If you encounter this message when running gitlab-rake geo:set_secondary_as_primary or gitlab-ctl promote-to-primary-node, enter a Rails console and run:

  Rails.application.load_tasks; nil
  Gitlab::Geo.expire_cache!
  Rake::Task['geo:set_secondary_as_primary'].invoke

Message: NoMethodError: undefined method `secondary?' for nil:NilClass

When promoting a secondary site, you might encounter the following error message:

sudo gitlab-rake geo:set_secondary_as_primary

rake aborted!
NoMethodError: undefined method `secondary?' for nil:NilClass
/opt/gitlab/embedded/service/gitlab-rails/ee/lib/tasks/geo.rake:232:in `block (3 levels) in <top (required)>'
/opt/gitlab/embedded/service/gitlab-rails/ee/lib/tasks/geo.rake:221:in `block (2 levels) in <top (required)>'
/opt/gitlab/embedded/bin/bundle:23:in `load'
/opt/gitlab/embedded/bin/bundle:23:in `<main>'
Tasks: TOP => geo:set_secondary_as_primary
(See full trace by running task with --trace)

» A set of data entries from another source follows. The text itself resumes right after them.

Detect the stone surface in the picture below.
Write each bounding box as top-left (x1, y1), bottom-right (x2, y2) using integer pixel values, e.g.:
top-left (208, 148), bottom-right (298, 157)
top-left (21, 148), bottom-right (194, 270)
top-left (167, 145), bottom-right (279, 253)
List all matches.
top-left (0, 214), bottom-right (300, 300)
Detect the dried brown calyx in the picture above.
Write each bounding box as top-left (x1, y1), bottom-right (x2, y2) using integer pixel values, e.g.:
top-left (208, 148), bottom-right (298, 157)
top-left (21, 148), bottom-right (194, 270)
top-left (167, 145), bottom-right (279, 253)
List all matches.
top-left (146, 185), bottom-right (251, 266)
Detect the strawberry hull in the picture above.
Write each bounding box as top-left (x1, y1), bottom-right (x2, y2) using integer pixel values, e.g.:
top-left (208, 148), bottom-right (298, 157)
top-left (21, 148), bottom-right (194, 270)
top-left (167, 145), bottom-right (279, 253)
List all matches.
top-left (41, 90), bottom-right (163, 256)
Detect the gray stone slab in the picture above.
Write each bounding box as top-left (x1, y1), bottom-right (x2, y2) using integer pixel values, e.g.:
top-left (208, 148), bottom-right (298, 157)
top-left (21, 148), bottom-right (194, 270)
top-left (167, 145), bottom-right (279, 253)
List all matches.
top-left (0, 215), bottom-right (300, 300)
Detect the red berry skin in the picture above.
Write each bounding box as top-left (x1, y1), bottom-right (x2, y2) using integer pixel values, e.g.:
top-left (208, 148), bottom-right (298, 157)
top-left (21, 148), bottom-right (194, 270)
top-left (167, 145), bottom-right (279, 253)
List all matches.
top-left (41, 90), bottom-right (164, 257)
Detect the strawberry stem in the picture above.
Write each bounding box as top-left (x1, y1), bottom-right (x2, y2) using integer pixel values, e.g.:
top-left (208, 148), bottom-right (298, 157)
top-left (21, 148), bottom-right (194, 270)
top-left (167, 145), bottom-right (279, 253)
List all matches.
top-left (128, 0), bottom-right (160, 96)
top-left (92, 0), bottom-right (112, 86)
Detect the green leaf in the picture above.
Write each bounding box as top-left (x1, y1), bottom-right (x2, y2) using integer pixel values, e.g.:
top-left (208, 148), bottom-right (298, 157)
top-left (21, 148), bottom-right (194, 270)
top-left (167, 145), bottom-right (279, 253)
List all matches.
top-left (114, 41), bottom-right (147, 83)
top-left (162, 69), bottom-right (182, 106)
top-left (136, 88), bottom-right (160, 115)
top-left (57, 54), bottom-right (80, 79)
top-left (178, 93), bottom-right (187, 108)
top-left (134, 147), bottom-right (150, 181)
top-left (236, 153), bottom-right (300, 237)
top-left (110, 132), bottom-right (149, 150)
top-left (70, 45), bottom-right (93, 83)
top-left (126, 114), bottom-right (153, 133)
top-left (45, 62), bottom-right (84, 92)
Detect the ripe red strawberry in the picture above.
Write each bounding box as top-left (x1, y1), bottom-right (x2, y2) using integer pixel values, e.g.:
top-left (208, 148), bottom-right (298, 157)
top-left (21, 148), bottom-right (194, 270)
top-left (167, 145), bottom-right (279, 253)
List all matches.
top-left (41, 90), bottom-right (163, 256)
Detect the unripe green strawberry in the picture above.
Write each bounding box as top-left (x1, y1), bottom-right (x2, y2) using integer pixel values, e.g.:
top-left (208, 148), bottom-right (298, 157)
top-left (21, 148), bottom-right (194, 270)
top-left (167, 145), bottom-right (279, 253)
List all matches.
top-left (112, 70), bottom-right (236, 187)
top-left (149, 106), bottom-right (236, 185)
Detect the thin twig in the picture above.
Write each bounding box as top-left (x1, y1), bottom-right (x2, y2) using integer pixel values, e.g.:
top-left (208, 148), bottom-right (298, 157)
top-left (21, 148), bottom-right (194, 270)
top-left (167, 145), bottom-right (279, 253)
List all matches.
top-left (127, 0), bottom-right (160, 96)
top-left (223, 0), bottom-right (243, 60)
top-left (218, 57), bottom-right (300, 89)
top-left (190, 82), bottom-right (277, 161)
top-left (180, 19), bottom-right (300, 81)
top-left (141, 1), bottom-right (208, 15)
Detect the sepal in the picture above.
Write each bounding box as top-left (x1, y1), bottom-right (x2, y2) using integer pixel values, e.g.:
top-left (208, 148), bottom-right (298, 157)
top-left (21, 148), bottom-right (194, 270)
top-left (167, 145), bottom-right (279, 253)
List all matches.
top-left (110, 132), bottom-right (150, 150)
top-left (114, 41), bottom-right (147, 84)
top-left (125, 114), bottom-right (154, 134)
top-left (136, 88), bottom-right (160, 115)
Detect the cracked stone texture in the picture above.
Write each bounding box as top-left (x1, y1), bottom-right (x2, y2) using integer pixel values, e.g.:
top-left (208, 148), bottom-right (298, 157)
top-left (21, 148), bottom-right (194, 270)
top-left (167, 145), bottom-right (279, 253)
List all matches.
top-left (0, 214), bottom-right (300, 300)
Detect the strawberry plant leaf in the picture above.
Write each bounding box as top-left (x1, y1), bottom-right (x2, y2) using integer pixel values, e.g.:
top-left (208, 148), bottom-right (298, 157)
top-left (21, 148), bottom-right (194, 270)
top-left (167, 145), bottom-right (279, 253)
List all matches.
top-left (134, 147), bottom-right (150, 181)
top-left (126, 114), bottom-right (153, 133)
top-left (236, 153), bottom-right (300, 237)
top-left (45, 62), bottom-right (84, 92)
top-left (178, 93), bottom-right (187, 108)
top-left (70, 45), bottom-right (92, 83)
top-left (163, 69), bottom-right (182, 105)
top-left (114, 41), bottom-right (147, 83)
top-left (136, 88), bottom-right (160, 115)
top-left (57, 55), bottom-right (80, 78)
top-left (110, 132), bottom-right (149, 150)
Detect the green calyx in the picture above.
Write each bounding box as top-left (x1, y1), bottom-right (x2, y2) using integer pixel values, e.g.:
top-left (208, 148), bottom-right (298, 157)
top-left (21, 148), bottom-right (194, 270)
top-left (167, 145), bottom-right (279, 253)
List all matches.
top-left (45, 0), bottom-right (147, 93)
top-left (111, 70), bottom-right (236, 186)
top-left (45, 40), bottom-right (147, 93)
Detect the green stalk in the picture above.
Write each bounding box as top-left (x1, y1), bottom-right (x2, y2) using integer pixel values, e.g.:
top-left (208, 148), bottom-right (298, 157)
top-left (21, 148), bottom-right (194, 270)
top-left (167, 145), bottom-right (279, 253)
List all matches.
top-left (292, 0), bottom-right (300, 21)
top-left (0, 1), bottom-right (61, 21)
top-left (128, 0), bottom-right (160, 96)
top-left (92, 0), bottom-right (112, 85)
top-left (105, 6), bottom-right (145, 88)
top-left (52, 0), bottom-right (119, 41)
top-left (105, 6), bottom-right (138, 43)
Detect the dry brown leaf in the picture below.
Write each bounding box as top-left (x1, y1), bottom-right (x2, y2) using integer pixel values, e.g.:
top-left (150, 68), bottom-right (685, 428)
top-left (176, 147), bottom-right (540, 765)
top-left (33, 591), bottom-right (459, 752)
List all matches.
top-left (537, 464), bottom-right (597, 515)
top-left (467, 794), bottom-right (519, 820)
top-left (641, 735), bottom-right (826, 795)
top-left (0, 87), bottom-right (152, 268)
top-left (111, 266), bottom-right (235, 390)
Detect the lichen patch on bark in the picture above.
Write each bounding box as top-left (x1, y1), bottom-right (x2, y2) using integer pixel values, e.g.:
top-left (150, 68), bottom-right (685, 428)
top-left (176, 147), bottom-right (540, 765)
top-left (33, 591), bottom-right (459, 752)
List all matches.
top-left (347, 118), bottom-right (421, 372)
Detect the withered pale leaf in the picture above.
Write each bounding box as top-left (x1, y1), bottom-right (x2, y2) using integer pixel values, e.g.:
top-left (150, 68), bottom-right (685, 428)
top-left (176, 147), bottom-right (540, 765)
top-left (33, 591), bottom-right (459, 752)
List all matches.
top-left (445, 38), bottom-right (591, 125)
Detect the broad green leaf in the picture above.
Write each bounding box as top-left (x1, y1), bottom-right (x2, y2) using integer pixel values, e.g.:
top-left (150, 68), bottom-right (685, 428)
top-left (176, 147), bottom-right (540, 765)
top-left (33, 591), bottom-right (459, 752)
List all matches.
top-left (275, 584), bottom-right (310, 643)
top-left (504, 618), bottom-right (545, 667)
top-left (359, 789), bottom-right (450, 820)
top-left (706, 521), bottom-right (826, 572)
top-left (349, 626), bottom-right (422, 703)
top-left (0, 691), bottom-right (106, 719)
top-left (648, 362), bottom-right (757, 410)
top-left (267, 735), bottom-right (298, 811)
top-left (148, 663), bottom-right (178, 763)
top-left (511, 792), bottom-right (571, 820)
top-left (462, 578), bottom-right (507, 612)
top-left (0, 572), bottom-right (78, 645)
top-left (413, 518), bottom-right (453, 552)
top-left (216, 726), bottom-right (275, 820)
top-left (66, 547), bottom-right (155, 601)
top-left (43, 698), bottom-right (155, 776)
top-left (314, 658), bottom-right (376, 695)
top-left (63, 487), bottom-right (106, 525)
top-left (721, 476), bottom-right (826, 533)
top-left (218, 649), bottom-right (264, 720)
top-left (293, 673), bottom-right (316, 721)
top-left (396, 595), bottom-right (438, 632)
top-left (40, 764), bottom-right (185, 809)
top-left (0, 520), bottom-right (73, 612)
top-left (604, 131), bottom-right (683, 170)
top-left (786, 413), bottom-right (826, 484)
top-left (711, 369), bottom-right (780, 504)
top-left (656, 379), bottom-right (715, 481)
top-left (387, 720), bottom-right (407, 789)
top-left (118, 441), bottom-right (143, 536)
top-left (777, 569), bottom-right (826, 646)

This command is intended to be executed on a secondary site only, and this error message is displayed if you attempt to run this command on a primary site.

Expired artifacts

If you notice for some reason there are more artifacts on the Geo secondary site than on the Geo primary site, you can use the Rake task to cleanup orphan artifact files.

On a Geo secondary site, this command also cleans up all Geo registry record related to the orphan files on disk.

Fixing sign in errors

Message: The redirect URI included is not valid

If you are able to sign in to the web interface for the primary site, but you receive this error message when attempting to sign in to a secondary web interface, you should verify the Geo site’s URL matches its external URL.

On the primary site:

  1. On the left sidebar, at the bottom, select Admin Area.
  2. Select Geo > Sites.
  3. Find the affected secondary site and select Edit.
  4. Ensure the URL field matches the value found in /etc/gitlab/gitlab.rb in external_url "https://gitlab.example.com" on the Rails nodes of the secondary site.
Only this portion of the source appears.